Segmental colectomy is a short operative procedure and maintains continence, but most patients will later require not only further medication but also excision and colectomy and ileostomy. Moreover, a right-sided colo-anal anastomosis is unsuitable for the treatment of left-sided UC [50]. Thus, in general, partial resection of the colon should be avoided because of the high frequency of occult carcinomas and multifocal carcinogenesis. Schwarz et al. [51] reported the case of a patient who underwent a left hemicolectomy and a mucosal proctectomy but then had a macroscopic recurrence of the colitis within 2 months postoperatively and eventually required excision of the remaining colon and an end ileostomy. This suggests that the risk of UC relapse in the residual colon must be taken into account, even if the right side of the colon seems to be in remission.
Patients with UC-associated CRC have a twofold higher mortality than patients with sporadic CRC [52]. Whether segmental or partial resection is the optimal procedure for UC patients with sporadic cancer remains questionable.
6.3.3 Total Abdominal Colectomy with Ileorectal Anastomosis
The cumulative probability of total abdominal colectomy with ileorectal anastomosis (IRA) after 10 years of UC is about 50 %. Total excision was performed following the detection of dysplasia in 5.9 % of these patients [53] and is no longer an acceptable procedure for patients with UC. Although UC is generally considered to always involve the rectum and in some patients also the more proximal portions of the colon, albeit in a diffuse and non-segmental fashion, rectal sparing has been documented [53–57]. If the colitis is totally quiescent or shows rectal sparing, total abdominal colectomy with IRA may be an option for UC patients with a single cancer in the colon. However, since most colectomy specimens with an absence of macroscopic activity show histologic features of chronicity or activity [58], these patients should be monitored for a relapse of proctitis.
The indication of low anterior resection for patients with quiescent UC and rectal cancer or dysplasia should be considered very carefully, because further PC and IPAA would be difficult after this procedure. In addition, patients undergoing total abdominal colectomy with IRA and treated postoperatively with immunomodulators or biologics have a risk of a relapse of inflammation in the residual rectum. Thus, the prognosis, and especially the risk of cancer in the residual rectum, after IRA in patients with UC-associated cancer is a concern. Among patients who received an IRA, regardless of the indication, the estimated cumulative cancer risk after a disease duration of 20 years is 2.1–20.0 % [59–63]. The high long-term risk of cancer after total abdominal colectomy with IRA suggests that this procedure is an interim solution in younger patients. However, IRA with a close follow-up still plays a major role in treating UC patients because it is an easier surgical procedure than IPAA, has excellent functional results, shorter hospitalization, and, importantly, fewer severe complications, unlike in IRA [61].

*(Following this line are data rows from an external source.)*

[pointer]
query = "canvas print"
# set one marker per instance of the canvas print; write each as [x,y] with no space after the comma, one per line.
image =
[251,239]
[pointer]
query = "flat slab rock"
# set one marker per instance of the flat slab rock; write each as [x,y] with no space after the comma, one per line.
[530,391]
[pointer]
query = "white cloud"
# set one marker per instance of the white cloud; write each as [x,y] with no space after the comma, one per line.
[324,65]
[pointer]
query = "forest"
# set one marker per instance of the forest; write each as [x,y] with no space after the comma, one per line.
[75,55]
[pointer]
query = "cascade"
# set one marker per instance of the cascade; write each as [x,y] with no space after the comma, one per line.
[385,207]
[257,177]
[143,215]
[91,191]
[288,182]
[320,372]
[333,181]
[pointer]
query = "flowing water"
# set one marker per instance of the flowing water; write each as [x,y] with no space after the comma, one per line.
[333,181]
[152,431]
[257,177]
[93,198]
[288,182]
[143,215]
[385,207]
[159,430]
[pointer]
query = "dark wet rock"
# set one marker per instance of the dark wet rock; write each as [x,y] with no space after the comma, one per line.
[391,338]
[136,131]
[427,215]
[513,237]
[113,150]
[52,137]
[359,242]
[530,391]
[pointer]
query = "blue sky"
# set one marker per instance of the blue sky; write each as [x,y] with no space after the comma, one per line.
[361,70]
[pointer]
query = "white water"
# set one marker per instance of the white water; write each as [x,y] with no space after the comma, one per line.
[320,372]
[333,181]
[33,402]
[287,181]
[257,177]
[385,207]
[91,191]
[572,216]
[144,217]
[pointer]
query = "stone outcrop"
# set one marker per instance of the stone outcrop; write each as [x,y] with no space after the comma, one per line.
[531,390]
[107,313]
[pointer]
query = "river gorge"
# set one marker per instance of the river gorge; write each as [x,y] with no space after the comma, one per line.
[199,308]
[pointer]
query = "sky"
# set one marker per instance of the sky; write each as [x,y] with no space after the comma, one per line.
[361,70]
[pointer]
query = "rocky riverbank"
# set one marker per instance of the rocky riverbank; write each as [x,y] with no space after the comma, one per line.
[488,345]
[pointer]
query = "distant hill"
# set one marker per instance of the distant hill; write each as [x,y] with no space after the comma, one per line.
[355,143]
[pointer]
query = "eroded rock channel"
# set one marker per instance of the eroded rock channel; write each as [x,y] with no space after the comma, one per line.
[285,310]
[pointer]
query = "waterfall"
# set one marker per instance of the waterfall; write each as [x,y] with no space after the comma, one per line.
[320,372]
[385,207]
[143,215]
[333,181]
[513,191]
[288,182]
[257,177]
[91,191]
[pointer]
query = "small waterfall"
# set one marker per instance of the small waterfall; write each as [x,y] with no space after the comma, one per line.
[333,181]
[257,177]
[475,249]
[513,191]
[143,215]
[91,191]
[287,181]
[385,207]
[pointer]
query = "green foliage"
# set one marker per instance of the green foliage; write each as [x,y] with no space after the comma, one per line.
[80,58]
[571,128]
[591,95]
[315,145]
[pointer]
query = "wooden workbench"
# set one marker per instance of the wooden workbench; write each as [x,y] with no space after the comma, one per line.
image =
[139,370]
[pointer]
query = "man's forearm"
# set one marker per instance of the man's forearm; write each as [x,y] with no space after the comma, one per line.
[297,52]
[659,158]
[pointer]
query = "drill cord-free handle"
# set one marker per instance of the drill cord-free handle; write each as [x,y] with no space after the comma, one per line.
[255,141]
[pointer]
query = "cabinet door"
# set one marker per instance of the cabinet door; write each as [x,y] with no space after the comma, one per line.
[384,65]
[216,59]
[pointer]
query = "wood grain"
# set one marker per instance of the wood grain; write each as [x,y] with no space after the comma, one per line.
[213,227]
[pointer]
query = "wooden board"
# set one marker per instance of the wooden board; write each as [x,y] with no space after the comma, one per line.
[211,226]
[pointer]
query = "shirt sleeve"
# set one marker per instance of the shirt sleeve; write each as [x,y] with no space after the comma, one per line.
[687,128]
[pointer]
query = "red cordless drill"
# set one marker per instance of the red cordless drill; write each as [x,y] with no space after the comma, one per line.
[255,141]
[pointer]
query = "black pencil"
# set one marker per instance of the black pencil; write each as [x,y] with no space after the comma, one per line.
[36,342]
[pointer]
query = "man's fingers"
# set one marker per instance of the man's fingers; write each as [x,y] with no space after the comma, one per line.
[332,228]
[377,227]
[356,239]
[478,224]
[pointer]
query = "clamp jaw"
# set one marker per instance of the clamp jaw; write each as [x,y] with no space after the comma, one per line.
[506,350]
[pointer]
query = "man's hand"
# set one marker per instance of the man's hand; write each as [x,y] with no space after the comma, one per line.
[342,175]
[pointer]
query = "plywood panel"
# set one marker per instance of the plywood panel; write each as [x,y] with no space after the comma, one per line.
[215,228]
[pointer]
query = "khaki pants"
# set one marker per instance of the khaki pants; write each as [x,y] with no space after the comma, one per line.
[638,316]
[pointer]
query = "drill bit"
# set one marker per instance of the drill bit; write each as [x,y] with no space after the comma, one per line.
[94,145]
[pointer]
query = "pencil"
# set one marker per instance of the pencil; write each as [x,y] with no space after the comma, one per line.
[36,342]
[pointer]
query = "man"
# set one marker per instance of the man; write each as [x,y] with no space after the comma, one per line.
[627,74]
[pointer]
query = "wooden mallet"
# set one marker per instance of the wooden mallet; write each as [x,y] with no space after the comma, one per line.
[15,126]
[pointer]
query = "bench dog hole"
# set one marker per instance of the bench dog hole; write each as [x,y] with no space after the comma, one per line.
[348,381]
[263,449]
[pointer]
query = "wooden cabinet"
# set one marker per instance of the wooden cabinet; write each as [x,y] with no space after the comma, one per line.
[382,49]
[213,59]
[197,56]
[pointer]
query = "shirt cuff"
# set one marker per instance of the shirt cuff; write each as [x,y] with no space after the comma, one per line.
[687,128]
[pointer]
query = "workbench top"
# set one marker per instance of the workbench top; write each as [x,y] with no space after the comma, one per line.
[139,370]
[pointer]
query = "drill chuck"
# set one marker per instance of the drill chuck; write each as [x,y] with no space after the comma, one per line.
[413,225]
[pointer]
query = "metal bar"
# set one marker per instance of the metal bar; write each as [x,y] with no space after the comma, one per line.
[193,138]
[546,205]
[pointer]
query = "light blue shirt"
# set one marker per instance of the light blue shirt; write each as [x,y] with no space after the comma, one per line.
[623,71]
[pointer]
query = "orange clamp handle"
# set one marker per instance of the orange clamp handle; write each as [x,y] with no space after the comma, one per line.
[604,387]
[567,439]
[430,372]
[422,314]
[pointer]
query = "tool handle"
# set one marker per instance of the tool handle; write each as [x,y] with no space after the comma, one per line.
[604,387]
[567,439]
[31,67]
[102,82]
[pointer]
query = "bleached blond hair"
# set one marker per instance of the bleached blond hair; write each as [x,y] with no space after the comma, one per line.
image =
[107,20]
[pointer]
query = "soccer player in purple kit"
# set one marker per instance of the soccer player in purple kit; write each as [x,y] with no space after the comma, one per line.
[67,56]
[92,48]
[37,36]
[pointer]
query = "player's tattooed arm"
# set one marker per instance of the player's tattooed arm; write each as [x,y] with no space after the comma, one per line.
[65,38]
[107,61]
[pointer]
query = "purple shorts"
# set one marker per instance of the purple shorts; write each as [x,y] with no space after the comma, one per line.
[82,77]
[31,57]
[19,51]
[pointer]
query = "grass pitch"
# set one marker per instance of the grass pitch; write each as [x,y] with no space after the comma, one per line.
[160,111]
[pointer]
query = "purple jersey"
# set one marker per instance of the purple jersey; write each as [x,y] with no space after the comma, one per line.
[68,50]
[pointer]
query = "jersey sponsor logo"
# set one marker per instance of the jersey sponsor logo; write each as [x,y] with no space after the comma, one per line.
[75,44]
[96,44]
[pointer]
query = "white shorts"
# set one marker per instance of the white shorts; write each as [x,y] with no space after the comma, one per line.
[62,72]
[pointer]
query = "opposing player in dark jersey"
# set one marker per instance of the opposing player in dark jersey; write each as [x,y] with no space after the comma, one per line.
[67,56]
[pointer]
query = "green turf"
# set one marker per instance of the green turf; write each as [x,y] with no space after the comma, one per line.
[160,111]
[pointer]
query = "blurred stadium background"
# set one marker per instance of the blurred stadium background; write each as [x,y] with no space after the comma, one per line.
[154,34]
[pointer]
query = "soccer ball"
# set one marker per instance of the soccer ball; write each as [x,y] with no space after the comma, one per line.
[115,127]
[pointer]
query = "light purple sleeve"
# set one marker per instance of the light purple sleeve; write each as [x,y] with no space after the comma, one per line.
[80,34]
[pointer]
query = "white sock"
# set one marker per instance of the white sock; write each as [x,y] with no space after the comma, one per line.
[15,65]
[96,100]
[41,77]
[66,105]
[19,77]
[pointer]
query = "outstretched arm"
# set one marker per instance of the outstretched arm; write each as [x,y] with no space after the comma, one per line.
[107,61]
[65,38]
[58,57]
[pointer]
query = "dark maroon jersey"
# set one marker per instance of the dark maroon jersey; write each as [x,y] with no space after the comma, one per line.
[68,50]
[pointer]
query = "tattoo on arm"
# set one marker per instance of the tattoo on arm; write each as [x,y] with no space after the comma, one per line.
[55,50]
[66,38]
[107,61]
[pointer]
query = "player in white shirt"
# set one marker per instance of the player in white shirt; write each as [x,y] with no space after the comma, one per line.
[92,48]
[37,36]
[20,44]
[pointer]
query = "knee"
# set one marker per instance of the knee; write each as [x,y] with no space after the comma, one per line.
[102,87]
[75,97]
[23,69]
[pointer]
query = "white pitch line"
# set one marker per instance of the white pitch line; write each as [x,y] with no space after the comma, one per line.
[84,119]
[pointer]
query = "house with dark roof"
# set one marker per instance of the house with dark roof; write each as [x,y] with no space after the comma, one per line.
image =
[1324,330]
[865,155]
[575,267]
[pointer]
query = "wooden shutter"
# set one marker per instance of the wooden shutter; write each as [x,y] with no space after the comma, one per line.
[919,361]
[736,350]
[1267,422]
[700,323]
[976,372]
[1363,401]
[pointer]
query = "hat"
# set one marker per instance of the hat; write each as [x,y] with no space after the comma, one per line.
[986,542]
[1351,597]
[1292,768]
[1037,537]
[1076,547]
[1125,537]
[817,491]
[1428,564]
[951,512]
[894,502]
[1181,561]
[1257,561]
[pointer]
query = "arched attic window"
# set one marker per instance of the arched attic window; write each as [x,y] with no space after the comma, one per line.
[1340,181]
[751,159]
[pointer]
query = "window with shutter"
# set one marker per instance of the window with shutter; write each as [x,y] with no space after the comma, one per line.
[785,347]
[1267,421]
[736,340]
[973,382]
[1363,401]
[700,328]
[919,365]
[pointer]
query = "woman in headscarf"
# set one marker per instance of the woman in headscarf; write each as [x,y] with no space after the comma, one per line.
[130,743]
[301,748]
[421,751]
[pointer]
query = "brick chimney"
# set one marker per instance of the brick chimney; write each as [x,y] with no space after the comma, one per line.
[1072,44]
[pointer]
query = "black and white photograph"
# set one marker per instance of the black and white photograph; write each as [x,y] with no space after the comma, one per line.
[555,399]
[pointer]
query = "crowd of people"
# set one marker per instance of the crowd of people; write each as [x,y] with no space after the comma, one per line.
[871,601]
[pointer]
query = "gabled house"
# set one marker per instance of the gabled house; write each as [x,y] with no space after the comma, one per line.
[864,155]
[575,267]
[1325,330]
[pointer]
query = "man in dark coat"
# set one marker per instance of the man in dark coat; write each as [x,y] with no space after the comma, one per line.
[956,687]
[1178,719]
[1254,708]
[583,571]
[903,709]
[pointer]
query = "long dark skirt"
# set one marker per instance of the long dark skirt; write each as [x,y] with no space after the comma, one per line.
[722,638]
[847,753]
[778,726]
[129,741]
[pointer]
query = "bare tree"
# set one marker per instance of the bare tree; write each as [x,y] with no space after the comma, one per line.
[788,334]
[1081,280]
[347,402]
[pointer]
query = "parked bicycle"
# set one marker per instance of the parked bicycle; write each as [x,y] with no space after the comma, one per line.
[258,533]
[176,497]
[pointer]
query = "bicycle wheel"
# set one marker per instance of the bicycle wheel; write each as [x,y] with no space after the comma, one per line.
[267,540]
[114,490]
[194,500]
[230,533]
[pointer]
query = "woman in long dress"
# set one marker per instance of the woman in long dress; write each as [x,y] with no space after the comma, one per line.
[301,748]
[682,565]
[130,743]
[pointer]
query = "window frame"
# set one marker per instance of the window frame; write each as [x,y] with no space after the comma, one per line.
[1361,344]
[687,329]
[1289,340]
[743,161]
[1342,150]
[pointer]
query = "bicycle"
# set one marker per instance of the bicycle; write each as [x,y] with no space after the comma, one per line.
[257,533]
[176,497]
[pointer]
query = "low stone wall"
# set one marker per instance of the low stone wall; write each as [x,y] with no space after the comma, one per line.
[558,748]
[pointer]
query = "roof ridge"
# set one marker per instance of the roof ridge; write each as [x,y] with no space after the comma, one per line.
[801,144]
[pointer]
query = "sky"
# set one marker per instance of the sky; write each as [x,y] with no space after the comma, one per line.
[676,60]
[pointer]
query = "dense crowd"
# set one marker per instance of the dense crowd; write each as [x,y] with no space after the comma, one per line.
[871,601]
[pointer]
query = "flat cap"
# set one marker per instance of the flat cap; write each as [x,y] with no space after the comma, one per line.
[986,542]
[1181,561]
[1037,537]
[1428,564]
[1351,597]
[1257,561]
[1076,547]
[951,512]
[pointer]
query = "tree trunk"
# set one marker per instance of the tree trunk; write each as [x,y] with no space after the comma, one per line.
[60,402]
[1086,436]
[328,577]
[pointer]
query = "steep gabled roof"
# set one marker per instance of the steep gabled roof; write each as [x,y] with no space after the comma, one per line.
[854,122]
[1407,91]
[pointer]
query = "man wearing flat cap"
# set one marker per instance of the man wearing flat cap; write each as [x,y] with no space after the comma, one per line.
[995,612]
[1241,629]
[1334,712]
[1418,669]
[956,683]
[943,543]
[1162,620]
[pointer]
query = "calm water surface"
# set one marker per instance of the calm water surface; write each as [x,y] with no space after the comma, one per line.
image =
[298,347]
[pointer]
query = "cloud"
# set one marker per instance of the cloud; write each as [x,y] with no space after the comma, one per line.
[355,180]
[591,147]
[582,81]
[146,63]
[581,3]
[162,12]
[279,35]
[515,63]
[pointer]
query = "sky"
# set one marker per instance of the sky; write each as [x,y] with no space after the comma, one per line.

A particular indication of IRA for UC-associated cancer is a non-obstructing tumor located above the pelvic floor with remote metastases in remission. In the case of an advanced tumor causing obstruction, then a primary colectomy and IRA with a covering ileostomy is advisable.
6.3.4 Subtotal Colectomy
Subtotal colectomy (STC) with end ileostomy and rectal stump pouch are less ideal options because of the retained rectum, which poses a continued cancer risk. However, STC was shown to be a safe treatment option for patients satisfied with an ileostomy or for those with comorbidities that make them ineligible for other procedures or who do not choose to undergo later pelvic pouch surgery. Nonetheless, the potential for the proliferation of residual dysplastic cells or malignant change within the rectal stump in patients who have undergone STC with rectal stump preservation for UC-associated CRC is of serious concern. In addition, whether the potential for malignancy in the rectal stump of STC patients with UC-associated CRC outweighs the morbidity associated with complete proctectomy is difficult to determine. The rate of cancer occurrence later on was shown to be low (1.4 %) in one study [62] but eightfold higher in another [64]. PSC and disease duration until STC were shown to be significant risk factors for rectal stump cancer in a closed rectal stump after STC [65]. Thus, considering the risk of rectal cancer, the low success rate of long-term rectal preservation, and the safety of surgery, a more aggressive approach to early complete proctectomy is recommended in this situation. If this is not possible, patients treated with STC should be followed with close endoscopic surveillance of the closed rectal stump.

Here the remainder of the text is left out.